Archaeology | Vase Shapes | Glass | Toilet bottle with conical body | Artwork profile

Colourless transparent glass; blown

H. 21 cm; rim diam. 6.4 cm; body diam. 11.3 cm; base diam. 7 cm

End of the I cent. BC - middle of the I cent. AD


Report

Toilet bottle with conical body

Intact toilet bottle with slightly elongated, conical body (form Isings f. 28 a; in Roman Glass from Dated Finds, Groningen-Djakarta 1957) on a flat base; traces of a thin weathering patina in the interior. The glass used is transparent and colourless, with blue-greenish hues; technique employed: blowing.

It shows a cylindrical neck (h. 7.5 cm) with a choke at its base and straight wall tapered upwards; the neck’s height is inferior to that of the body and it has a funnel shape with cut and rounded rim. Such type of toilet bottle may also reach a considerable height, up to 19 cm, thus taking the resemblance of a bottle without handles.

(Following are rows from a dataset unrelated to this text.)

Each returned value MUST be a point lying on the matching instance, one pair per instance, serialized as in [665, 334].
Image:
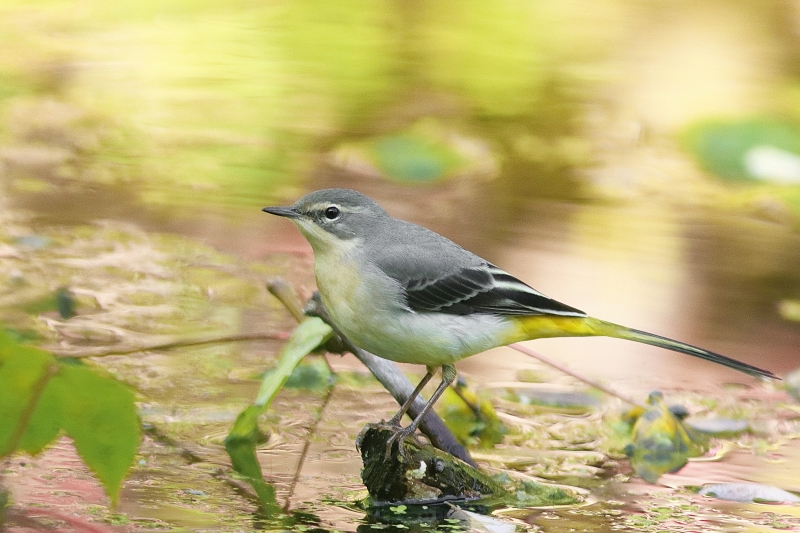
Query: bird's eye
[332, 213]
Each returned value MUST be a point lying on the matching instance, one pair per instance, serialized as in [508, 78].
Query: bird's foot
[399, 435]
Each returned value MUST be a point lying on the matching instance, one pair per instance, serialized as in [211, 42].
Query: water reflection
[555, 153]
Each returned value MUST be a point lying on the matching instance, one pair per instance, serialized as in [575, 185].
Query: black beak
[287, 212]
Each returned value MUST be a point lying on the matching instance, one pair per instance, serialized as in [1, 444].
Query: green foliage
[661, 441]
[245, 435]
[722, 146]
[41, 396]
[472, 419]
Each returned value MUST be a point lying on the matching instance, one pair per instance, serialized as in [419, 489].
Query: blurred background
[639, 160]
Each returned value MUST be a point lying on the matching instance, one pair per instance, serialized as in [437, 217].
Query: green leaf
[241, 445]
[40, 396]
[311, 333]
[661, 441]
[245, 435]
[99, 414]
[24, 372]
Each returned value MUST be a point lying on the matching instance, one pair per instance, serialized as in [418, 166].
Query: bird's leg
[448, 375]
[395, 420]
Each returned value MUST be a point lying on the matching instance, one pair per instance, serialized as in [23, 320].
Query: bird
[408, 294]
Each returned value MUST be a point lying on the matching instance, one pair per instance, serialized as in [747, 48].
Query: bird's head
[332, 217]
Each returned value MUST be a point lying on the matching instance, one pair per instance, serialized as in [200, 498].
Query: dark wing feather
[482, 289]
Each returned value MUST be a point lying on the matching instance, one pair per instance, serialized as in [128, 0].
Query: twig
[596, 384]
[166, 345]
[306, 445]
[24, 417]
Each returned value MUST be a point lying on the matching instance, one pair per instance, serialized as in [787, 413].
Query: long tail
[621, 332]
[540, 326]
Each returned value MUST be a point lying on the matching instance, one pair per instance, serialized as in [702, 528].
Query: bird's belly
[377, 320]
[432, 339]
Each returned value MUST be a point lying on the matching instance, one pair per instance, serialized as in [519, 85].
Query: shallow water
[548, 137]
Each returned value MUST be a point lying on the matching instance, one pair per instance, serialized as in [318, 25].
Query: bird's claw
[400, 435]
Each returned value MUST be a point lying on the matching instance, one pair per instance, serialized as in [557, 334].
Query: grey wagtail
[405, 293]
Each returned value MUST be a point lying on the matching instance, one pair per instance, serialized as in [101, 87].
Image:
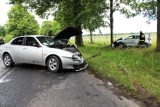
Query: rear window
[17, 41]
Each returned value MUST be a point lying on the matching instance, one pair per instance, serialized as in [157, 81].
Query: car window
[137, 37]
[17, 41]
[30, 41]
[130, 37]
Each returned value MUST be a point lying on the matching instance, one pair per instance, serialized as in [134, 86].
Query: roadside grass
[136, 69]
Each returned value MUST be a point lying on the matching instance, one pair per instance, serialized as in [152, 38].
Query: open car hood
[67, 33]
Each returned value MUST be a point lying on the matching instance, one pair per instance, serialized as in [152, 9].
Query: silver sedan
[54, 53]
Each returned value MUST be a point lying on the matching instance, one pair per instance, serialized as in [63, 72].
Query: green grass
[136, 69]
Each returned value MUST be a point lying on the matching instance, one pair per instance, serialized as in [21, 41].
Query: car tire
[53, 64]
[7, 60]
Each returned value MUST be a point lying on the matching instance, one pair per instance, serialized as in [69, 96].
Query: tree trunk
[158, 26]
[111, 20]
[91, 39]
[78, 38]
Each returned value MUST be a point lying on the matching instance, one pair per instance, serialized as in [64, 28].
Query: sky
[121, 23]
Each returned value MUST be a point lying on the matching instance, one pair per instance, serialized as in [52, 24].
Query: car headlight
[76, 57]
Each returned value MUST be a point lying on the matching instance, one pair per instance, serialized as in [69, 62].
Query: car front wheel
[7, 60]
[53, 64]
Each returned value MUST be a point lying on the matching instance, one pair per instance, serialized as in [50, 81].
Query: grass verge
[137, 70]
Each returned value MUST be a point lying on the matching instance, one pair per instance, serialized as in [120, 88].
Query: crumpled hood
[67, 33]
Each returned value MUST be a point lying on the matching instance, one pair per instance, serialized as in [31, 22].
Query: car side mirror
[35, 45]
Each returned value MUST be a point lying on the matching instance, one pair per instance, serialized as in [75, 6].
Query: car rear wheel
[53, 64]
[7, 60]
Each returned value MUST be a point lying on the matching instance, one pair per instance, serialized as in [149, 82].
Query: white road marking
[3, 80]
[3, 72]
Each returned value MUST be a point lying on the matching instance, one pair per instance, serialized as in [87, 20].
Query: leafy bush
[7, 38]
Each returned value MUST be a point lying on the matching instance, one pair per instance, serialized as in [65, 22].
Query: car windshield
[48, 41]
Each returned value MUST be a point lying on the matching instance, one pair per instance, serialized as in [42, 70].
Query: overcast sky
[121, 23]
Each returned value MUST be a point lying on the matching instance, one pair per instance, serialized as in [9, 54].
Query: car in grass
[52, 52]
[131, 41]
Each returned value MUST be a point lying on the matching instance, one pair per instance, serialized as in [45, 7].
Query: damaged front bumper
[81, 66]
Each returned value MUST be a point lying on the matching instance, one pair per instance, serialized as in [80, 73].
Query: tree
[50, 28]
[158, 26]
[21, 22]
[150, 9]
[95, 19]
[2, 31]
[70, 12]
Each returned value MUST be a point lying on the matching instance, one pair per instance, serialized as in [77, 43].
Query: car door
[129, 41]
[16, 48]
[32, 51]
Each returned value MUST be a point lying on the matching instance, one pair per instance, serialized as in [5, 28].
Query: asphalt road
[33, 86]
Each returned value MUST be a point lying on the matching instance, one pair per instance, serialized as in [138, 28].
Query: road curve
[33, 86]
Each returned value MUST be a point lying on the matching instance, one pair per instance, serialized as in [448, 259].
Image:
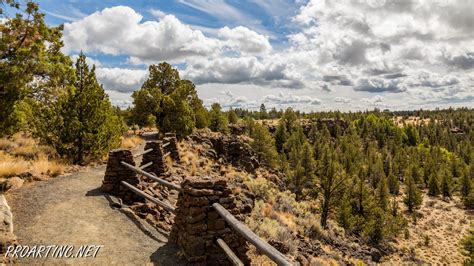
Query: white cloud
[157, 13]
[120, 79]
[407, 53]
[244, 40]
[291, 99]
[120, 30]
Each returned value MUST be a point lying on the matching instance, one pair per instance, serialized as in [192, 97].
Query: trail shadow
[149, 136]
[116, 204]
[147, 229]
[168, 254]
[94, 192]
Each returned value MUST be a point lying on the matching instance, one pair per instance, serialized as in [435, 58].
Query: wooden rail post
[197, 225]
[155, 156]
[116, 172]
[244, 231]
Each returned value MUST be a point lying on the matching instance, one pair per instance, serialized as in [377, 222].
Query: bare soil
[71, 210]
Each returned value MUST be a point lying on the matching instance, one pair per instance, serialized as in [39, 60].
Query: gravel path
[70, 210]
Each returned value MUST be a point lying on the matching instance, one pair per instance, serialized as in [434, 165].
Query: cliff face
[307, 124]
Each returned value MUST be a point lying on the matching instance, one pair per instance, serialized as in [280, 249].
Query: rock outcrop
[232, 149]
[198, 225]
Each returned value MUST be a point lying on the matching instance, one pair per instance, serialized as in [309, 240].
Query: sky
[312, 55]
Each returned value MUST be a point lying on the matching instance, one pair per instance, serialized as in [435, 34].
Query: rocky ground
[294, 232]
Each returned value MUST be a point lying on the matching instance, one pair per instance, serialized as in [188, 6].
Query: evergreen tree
[383, 194]
[329, 182]
[232, 116]
[264, 146]
[32, 65]
[263, 112]
[290, 119]
[433, 186]
[465, 183]
[345, 217]
[281, 135]
[446, 184]
[82, 124]
[393, 184]
[202, 117]
[413, 197]
[173, 101]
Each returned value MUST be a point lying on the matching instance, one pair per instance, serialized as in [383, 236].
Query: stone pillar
[173, 146]
[156, 156]
[197, 225]
[116, 172]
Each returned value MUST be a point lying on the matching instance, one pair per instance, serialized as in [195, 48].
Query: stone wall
[116, 172]
[197, 225]
[156, 157]
[173, 146]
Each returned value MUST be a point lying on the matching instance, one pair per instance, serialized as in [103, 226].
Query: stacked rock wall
[116, 172]
[156, 157]
[197, 225]
[173, 146]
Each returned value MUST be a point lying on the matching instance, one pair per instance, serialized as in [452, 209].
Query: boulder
[14, 183]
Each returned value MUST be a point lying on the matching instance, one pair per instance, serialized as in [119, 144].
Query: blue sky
[310, 55]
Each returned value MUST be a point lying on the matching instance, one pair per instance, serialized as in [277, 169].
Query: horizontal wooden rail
[143, 153]
[145, 165]
[153, 177]
[243, 230]
[230, 254]
[137, 191]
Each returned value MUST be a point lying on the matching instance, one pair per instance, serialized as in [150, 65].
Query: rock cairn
[116, 172]
[156, 157]
[197, 225]
[232, 149]
[172, 147]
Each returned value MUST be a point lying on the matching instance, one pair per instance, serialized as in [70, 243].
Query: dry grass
[44, 167]
[436, 236]
[131, 142]
[22, 153]
[6, 144]
[10, 166]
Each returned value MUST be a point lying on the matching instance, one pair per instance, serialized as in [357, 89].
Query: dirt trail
[71, 210]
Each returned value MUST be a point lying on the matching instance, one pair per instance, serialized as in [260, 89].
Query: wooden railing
[238, 226]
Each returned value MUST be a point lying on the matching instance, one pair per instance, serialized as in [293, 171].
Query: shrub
[261, 187]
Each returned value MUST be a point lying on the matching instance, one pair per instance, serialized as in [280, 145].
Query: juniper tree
[446, 188]
[382, 194]
[31, 61]
[329, 181]
[281, 135]
[393, 184]
[263, 144]
[465, 183]
[82, 124]
[413, 197]
[433, 186]
[172, 100]
[232, 116]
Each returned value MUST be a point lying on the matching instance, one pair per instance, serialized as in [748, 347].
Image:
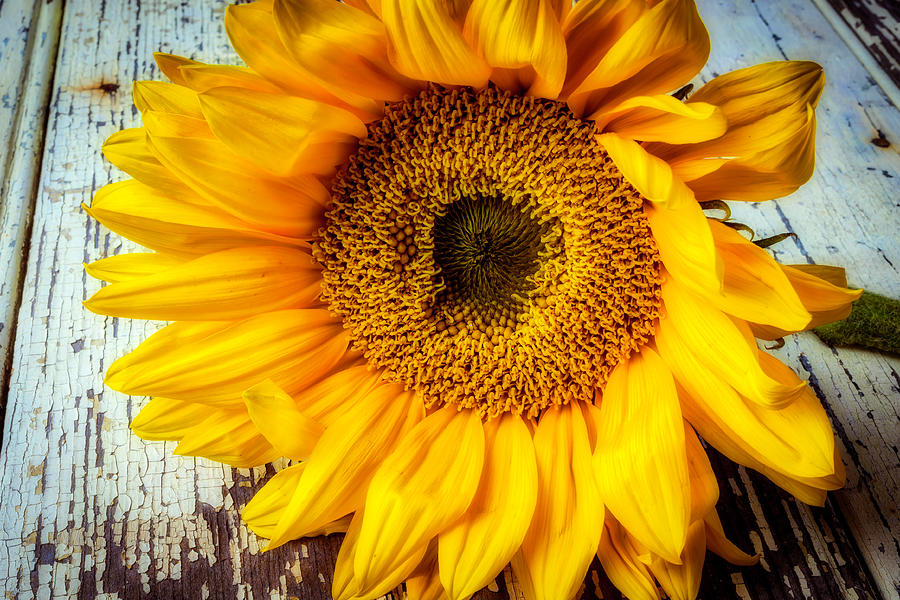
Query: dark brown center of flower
[483, 249]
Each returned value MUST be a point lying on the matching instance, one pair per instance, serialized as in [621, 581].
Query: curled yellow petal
[755, 286]
[523, 42]
[343, 47]
[680, 228]
[622, 564]
[285, 206]
[719, 344]
[282, 134]
[474, 550]
[660, 51]
[343, 462]
[640, 460]
[427, 44]
[275, 414]
[169, 224]
[662, 117]
[227, 436]
[420, 489]
[827, 301]
[682, 581]
[124, 267]
[130, 151]
[568, 518]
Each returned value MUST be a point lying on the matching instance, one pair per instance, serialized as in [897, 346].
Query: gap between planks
[23, 162]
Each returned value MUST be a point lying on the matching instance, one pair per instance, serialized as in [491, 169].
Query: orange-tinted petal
[522, 41]
[755, 286]
[427, 44]
[282, 134]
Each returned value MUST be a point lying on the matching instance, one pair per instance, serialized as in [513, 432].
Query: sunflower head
[452, 259]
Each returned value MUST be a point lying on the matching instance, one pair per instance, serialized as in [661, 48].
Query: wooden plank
[27, 58]
[87, 510]
[847, 216]
[876, 24]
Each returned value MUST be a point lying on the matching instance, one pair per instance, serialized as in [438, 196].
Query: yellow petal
[227, 436]
[523, 37]
[717, 342]
[664, 48]
[129, 151]
[201, 78]
[424, 583]
[265, 508]
[755, 287]
[768, 174]
[251, 29]
[680, 228]
[623, 567]
[787, 439]
[125, 267]
[165, 97]
[285, 206]
[346, 587]
[169, 224]
[826, 301]
[682, 581]
[721, 545]
[427, 44]
[230, 284]
[275, 414]
[764, 104]
[662, 117]
[422, 487]
[591, 29]
[478, 546]
[215, 362]
[343, 47]
[167, 419]
[329, 399]
[282, 134]
[158, 123]
[641, 461]
[170, 65]
[344, 459]
[568, 518]
[704, 488]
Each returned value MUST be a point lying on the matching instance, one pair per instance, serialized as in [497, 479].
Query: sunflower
[451, 259]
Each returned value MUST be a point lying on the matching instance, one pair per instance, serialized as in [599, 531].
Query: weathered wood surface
[877, 25]
[89, 511]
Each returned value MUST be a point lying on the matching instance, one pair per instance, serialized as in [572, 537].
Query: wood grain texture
[876, 24]
[29, 35]
[89, 511]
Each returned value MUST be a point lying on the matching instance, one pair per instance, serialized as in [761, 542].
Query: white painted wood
[846, 215]
[27, 58]
[87, 509]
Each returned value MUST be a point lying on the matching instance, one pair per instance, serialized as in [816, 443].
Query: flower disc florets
[483, 248]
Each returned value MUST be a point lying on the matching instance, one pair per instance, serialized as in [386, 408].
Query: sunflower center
[483, 249]
[486, 250]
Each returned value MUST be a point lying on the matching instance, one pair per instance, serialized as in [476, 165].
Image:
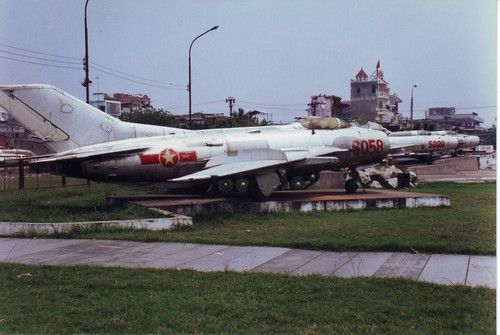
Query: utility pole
[189, 69]
[86, 82]
[411, 106]
[231, 102]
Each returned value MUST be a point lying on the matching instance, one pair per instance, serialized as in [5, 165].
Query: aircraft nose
[474, 140]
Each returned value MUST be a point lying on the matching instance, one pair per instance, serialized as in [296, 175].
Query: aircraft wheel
[261, 186]
[312, 179]
[351, 186]
[297, 183]
[225, 185]
[241, 185]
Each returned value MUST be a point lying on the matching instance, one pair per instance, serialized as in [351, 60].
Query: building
[120, 103]
[14, 136]
[323, 105]
[447, 118]
[371, 99]
[200, 120]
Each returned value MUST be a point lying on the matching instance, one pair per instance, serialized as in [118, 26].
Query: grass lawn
[66, 204]
[111, 300]
[468, 226]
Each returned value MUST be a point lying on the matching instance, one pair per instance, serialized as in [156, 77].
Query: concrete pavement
[440, 269]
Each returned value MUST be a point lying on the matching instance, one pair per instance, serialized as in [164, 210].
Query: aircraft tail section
[64, 122]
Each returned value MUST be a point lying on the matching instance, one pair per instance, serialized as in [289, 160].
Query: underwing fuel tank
[133, 169]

The earliest examples of the form Isings f. 28 appear in two funerary stores of 40-60 AD, yet some fragments found in Magdalensberg date to the Augustan age (if not to the last quarter of the I century BC) and thus belong to a previous production of blown glass which continued also in the first half of the I century AD until the early Flavian age. This type is very frequently found in the western provinces of the Roman Empire as it represented a very common form.